英語教師をしている姉は、外国が大好き。ビバリーヒルズ青春白書を録画し続けていた中学生の頃から留学体験を繰り返し、大学はアメリカに行ってしまった。自分の部屋が世界で一番好きな場所の私とは正反対の人間です。そんな姉と外国へ旅行すると、後ろをついていくだけで息切れがする。現地の変わった食べ物を食べ歩き、あっというまに地下鉄の乗り方を覚え、時に自転車をレンタルしてどこかへ行ってしまう。「ホテルでのんびりしようよ」という私の言葉はいつも蹴散らされます。世界中が姉の庭なのです。
日本へ帰って来てからも、異国情緒溢れる場所を好む姉はいつもそういう場所を探しています。なので今回のコリアンタウンバースデーは姉にぴったり。
韓国と言えばキムチ。韓流スター風の若者からパンチパーマのオモニまでみんながキムチを売っています。キムチ大好き我がファミリーも、行列ができているキムチ屋さんに並び(こういうときは、姉と母が並んで私と父は所在なげに周囲をプラプラしている)白菜のキムチ1キロ、キュウリのキムチ1キロ、イカのキムチ1キロ、姉が食べたいと言った豚足(こういうのが食べたいと思うのが私には信じられない)と、どこで知ったか肌に良いとされるタラの干物を購入。並ばなかった罪滅ぼしに私と父が荷物を持つ。キムチの重みで指がちぎれそう。

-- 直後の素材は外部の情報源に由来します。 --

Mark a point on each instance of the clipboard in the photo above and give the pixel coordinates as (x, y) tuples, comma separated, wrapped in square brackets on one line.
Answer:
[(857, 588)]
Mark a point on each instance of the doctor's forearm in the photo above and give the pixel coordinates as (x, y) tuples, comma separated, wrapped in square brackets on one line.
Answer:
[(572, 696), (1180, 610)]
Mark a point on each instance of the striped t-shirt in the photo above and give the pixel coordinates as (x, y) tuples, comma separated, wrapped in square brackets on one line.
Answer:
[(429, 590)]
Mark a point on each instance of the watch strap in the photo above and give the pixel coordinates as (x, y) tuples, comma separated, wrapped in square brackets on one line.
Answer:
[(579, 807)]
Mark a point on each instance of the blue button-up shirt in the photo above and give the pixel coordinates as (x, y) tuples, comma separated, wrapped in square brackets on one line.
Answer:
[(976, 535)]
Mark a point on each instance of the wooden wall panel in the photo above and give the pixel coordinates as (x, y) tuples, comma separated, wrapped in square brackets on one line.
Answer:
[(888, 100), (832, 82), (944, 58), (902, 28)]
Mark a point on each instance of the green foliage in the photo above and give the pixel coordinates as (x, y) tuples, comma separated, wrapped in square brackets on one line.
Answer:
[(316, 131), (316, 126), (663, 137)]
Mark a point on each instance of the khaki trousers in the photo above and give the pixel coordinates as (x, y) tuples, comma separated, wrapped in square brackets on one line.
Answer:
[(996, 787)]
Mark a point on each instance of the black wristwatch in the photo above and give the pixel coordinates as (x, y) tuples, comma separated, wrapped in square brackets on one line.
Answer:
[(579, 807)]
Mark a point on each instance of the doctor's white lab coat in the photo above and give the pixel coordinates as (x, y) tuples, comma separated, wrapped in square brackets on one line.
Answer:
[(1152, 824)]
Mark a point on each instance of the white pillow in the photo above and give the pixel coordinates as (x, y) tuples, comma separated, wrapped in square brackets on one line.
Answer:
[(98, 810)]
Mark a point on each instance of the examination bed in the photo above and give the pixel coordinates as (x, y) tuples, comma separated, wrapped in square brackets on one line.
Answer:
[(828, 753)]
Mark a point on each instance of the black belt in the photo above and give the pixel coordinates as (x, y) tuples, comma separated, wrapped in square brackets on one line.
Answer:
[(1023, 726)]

お昼は手打ち冷麺専門店で食べました。でも誰がこの季節に冷麺を食べるでしょう?そんな季節の為にちゃんと「温麺」なるものがありました。私はそれを注文し、父と母は石焼ビビンパ。
「しょうゆを使ってないから、スープがこんなにも澄んでうまいんや」と繰り返し話す父をBGMにみんな夢中で食べました。
そして、やっぱりここでも姉は一番ややこしそうな「サムゲタン」を注文。グラグラと煮え立つスープの中に丸鶏が揺れています。サムゲタンとは、鶏の中にナツメや高麗人参などの漢方系のものをつめこんで、スープと一緒に煮込んだ韓国の薬膳料理です。昔友達のヨーコちゃんと韓国へ行った時に食べて、ヨーコちゃんは高麗人参のあまりの土臭さに「二度とサムゲタンは食べない」と誓っていました。
そんな私にとっての曰く付きのサムゲタンを姉はダイソン掃除機のように吸引していきました。すると突然掃除機に目詰まりが!!どうやら高麗人参を姉が食べたらしいのです。クシャクシャにした顔で「ティッシュちょうだい」と訴える姉。食べ物のブラックホールのような姉でもどうやら高麗人参は口に合わなかったみたいです。
私はなぜかその姉を見て、姉も人間であったことを思い出し、少し安堵したのでした。